Schwieriger ist es, erneut Vertrauen in einen Begleitläufer zu fassen. Aber ohne das "sprechendes Auge" ist der Sport für blinde und sehbehinderte Athleten nicht möglich. Bentele findet den für sie perfekten "Guide" in Thomas Friedrich (Bonn). Der hatte jahrelang ihren ebenfalls blinden Bruder Michael durch die Loipen geführt, nach Turin 2006 seine Karriere eigentlich beendet. Das nicht nur sportliche, sondern auch persönliche Vertrauen, das so schwierig zu gewinnen ist, war bei Friedrich schon da. Wie Bentele ihn zum Rücktritt vom Rücktritt überredet hat, beschreibt die 28-Jährige gewohnt selbstironisch: "Ich habe so lange mit den Augen geklimpert, bis ich ihn überzeugt hatte."

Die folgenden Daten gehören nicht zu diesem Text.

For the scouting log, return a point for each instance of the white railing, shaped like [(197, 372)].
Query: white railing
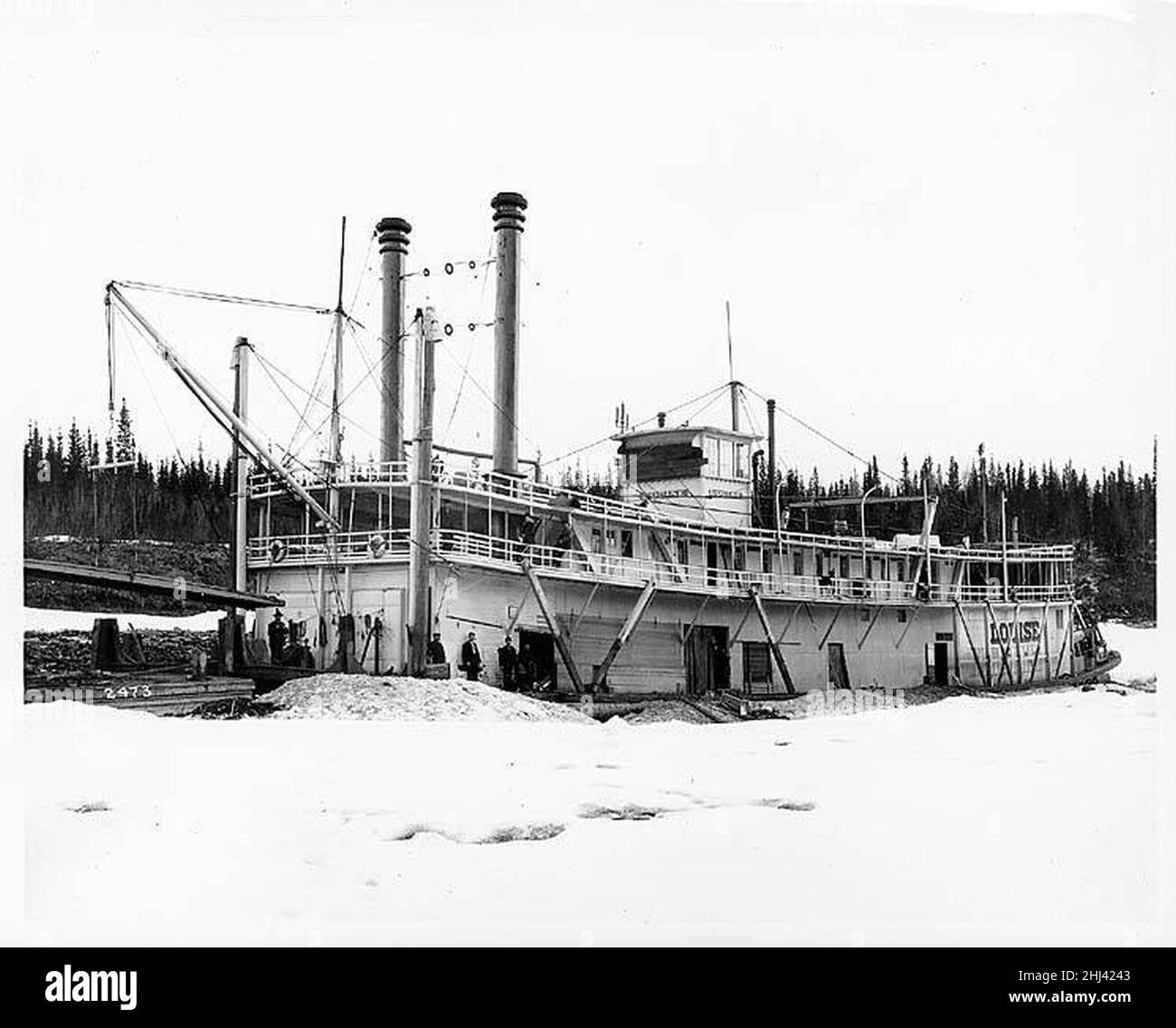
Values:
[(532, 494), (469, 547)]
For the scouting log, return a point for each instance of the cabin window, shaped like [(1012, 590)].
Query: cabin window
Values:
[(710, 451), (756, 666), (725, 458)]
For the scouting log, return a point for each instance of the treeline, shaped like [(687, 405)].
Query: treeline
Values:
[(1115, 510), (132, 498), (1110, 517)]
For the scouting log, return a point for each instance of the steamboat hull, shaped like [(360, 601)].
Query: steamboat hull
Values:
[(687, 642)]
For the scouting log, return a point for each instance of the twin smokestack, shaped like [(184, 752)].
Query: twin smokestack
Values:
[(392, 234)]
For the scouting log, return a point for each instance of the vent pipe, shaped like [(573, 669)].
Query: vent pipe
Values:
[(508, 219), (772, 465), (392, 234)]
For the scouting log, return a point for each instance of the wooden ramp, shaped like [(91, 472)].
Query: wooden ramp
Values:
[(160, 693)]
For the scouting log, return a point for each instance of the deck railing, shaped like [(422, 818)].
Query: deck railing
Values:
[(542, 497), (469, 547)]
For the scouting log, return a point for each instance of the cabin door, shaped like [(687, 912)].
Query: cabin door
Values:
[(707, 663), (536, 668), (941, 662), (839, 674)]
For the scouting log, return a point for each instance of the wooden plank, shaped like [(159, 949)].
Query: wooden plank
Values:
[(1036, 653), (575, 624), (139, 583), (833, 623), (910, 621), (1006, 662), (776, 655), (553, 623), (983, 671), (869, 627), (1016, 640), (739, 627), (622, 636), (788, 623)]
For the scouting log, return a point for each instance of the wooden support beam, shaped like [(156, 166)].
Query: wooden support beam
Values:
[(517, 613), (914, 613), (984, 673), (1036, 653), (776, 655), (1006, 662), (627, 628), (739, 627), (833, 623), (553, 623), (1045, 632), (869, 627), (1067, 644), (1016, 642), (689, 627), (808, 612), (788, 623)]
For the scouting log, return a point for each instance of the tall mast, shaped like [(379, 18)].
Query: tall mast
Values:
[(422, 490), (337, 439), (730, 367)]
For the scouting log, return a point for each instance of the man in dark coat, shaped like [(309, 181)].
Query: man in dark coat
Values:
[(277, 638), (470, 658), (507, 660)]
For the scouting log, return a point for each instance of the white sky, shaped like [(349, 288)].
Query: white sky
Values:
[(936, 226)]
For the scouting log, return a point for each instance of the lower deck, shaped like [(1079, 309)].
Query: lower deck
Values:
[(681, 643)]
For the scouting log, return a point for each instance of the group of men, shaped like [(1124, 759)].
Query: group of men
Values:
[(287, 646), (517, 668)]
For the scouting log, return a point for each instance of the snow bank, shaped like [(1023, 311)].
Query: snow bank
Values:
[(965, 820), (1144, 651), (43, 619), (403, 699)]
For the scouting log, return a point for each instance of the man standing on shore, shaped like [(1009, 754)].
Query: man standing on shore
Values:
[(470, 658), (507, 660)]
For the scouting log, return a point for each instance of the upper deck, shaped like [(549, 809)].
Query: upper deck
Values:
[(479, 518)]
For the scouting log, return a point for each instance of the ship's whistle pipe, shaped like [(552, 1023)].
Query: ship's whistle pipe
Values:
[(508, 219), (422, 491), (392, 235)]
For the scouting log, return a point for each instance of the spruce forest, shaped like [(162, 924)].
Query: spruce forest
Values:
[(1109, 515)]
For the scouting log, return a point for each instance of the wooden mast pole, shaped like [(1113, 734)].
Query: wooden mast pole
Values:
[(422, 493), (337, 438)]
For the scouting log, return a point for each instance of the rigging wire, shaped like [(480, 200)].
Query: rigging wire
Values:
[(222, 298), (469, 356)]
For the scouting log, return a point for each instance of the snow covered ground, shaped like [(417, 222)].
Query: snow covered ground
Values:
[(1142, 651), (1029, 817)]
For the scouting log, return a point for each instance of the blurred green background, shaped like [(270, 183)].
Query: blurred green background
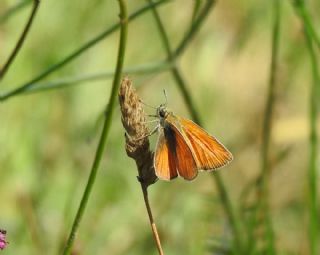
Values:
[(48, 139)]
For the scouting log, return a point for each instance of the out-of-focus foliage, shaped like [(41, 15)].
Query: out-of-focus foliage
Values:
[(48, 139)]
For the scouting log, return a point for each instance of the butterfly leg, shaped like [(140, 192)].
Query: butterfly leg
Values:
[(150, 134)]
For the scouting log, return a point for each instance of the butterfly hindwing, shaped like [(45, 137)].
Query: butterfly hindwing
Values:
[(164, 161), (209, 152), (184, 160)]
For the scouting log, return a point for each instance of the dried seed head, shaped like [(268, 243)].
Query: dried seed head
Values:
[(133, 120)]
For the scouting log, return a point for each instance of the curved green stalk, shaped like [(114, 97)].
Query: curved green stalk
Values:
[(79, 80), (14, 9), (308, 24), (314, 153), (106, 126), (76, 53), (21, 40), (189, 103)]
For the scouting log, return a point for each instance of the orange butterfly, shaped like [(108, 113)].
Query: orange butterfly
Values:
[(183, 148)]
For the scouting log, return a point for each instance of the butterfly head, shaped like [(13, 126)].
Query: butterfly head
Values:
[(162, 111)]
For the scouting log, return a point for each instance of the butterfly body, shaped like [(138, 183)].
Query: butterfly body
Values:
[(184, 148)]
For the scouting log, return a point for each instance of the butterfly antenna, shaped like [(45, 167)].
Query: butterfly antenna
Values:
[(165, 96), (147, 104)]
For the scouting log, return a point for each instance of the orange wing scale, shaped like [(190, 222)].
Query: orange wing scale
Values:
[(164, 161), (208, 151), (184, 159), (174, 156)]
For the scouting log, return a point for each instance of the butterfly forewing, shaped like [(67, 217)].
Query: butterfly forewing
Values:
[(208, 151), (185, 162), (164, 160)]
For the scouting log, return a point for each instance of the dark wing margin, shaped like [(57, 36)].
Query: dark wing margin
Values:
[(209, 152), (164, 161), (184, 159)]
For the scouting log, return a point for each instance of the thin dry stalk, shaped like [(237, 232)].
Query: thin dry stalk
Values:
[(133, 120)]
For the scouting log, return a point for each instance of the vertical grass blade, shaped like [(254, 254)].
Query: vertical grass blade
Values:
[(106, 127)]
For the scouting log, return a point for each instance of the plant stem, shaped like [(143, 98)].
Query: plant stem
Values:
[(79, 80), (188, 100), (76, 53), (313, 139), (307, 21), (21, 40), (106, 126), (12, 10), (267, 130), (152, 223)]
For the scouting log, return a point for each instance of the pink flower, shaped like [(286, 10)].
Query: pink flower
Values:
[(3, 242)]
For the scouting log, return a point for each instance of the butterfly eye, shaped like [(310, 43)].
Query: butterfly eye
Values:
[(162, 113)]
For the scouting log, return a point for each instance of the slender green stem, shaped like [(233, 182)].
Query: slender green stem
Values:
[(194, 28), (307, 20), (313, 138), (76, 53), (188, 100), (78, 80), (196, 8), (21, 40), (106, 126), (263, 206), (17, 7), (156, 237)]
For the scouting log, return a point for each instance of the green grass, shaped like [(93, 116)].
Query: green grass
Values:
[(222, 65)]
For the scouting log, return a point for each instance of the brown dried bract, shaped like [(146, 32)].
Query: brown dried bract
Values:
[(133, 120)]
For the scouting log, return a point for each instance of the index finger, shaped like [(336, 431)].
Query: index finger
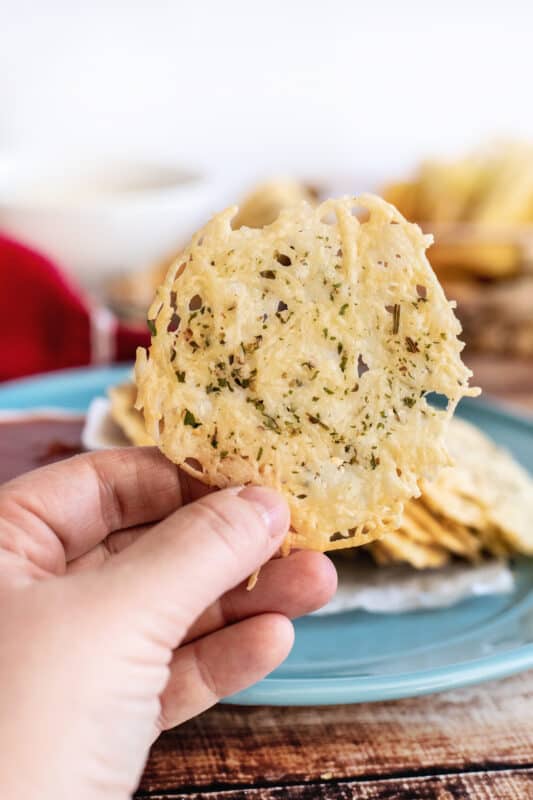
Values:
[(83, 499)]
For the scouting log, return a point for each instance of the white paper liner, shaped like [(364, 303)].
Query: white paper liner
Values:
[(100, 431), (397, 589)]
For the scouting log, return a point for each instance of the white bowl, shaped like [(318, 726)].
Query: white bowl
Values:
[(101, 218)]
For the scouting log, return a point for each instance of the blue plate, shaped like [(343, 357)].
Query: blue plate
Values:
[(355, 656)]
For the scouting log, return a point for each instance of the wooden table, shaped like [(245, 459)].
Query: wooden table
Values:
[(467, 743)]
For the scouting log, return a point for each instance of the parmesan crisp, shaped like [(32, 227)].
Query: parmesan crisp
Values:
[(299, 356)]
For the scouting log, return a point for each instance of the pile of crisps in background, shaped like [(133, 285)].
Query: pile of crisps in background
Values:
[(480, 209)]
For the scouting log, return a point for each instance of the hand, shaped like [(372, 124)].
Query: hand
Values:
[(113, 628)]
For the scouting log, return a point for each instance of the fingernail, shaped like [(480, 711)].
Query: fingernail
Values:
[(271, 505)]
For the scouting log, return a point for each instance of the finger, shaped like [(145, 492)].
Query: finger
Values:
[(107, 548), (290, 586), (174, 572), (59, 512), (203, 672)]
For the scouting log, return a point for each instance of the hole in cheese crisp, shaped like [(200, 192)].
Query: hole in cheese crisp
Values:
[(174, 323), (194, 464), (362, 366)]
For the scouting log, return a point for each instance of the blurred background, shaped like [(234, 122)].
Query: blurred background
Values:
[(123, 126)]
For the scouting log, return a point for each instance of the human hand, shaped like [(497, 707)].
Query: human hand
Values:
[(113, 628)]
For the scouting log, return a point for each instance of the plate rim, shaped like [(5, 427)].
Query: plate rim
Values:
[(330, 690)]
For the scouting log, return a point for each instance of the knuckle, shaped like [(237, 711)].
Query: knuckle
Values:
[(230, 522)]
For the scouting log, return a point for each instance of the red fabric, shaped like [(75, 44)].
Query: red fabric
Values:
[(45, 321)]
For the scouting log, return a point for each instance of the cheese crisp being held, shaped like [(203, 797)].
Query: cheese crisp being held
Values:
[(298, 356)]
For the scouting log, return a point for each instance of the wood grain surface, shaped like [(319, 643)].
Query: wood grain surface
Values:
[(482, 728), (516, 785), (474, 743)]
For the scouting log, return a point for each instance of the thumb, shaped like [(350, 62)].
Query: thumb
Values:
[(181, 566)]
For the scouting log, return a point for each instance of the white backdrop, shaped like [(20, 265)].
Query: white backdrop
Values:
[(257, 87)]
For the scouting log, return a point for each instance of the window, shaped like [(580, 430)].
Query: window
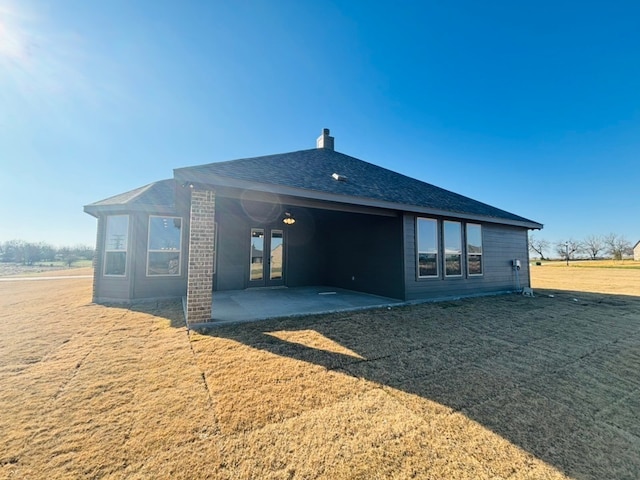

"Sie war am Anfang schon sehr verunsichert", sagt Friedrich über die kurze gemeinsame Vorbereitungszeit von nur neun Monaten. Dass die beiden nun in Vancouver so stark auftrumpfen, ist daher trotz der bislang überzeugenden Weltcup-Saison nicht selbstverständlich. "Die drei Goldmedaillen gehören zu einem ganz großen Teil Thomas", sagt Verena Bentele. Und bei dreien soll es nicht bleiben; die selbstbewusste 28-Jährige steckt die Erwartungen hoch: "Hier geht was. Das war noch nicht das letzte Rennen, es kommen noch vier." Das hatte Bentele nach ihrem ersten Gold in Vancouver versprochen. Zweimal hat sie dieses Versprechen schon eingelöst.